El culto se originó en julio de 1919, tras la creación de la imagen por encargo del Obispo Maximiliano Crespo Rivera, como recuerdo del Congreso Mariano Nacional. Inicialmente conocida como la "Virgen Blanca" o "Virgen del Seminario", su devoción creció espontáneamente y fue impulsada por un milagro de sanación.

¿Quién fue la figura clave en la difusión y oficialización de la devoción?

Monseñor Miguel Ángel Builes, obispo de Santa Rosa de Osos, fue el principal promotor de la devoción, organizando romerías y actos piadosos, y declarando oficialmente el culto público el 8 de septiembre de 1931.

¿Cómo obtuvo su nombre la advocación de "Nuestra Señora de las Misericordias"?

El nombre fue elegido a través de un concurso popular sugerido por sacerdotes, donde la mayoría de los fieles votó por esta denominación, considerándola la más adecuada para invocar a la Madre Amabilísima y Protectora.

¿Cuándo fue coronada la imagen de la Virgen de las Misericordias?

La imagen tuvo una coronación diocesana el 8 de septiembre de 1946, gracias a la iniciativa y donación de una humilde devota, Ana Moreno. Posteriormente, recibió la coronación canónica el 8 de septiembre de 1984, tras un decreto papal de Juan Pablo II en 1983.

¿Qué instituciones o lugares la tienen como patrona?

Es patrona de la Diócesis de Santa Rosa de Osos, de todas las fundaciones creadas por Monseñor Miguel Ángel Builes, incluyendo la Congregación Hijas de Nuestra Señora de las Misericordias y numerosos monasterios de Clarisas. También es titular de muchas parroquias y patrona de la Fundación Universitaria Católica del Norte.

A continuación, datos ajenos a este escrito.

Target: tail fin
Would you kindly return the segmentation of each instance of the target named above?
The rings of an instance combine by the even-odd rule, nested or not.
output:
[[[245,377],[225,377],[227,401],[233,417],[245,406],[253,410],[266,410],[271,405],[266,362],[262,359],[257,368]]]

La historia de Nuestra Señora de las Misericordias es un testimonio vivo de cómo la fe popular, unida al celo pastoral, puede dar origen a una devoción profunda y extendida. Desde una simple imagen encargada como recuerdo, hasta convertirse en el centro espiritual de una diócesis y el amparo de numerosas obras apostólicas, la Virgen de las Misericordias sigue extendiendo sus manos atentas, derramando bálsamo sobre las heridas de quienes a Ella acuden, confirmando así la propiedad de su dulce nombre.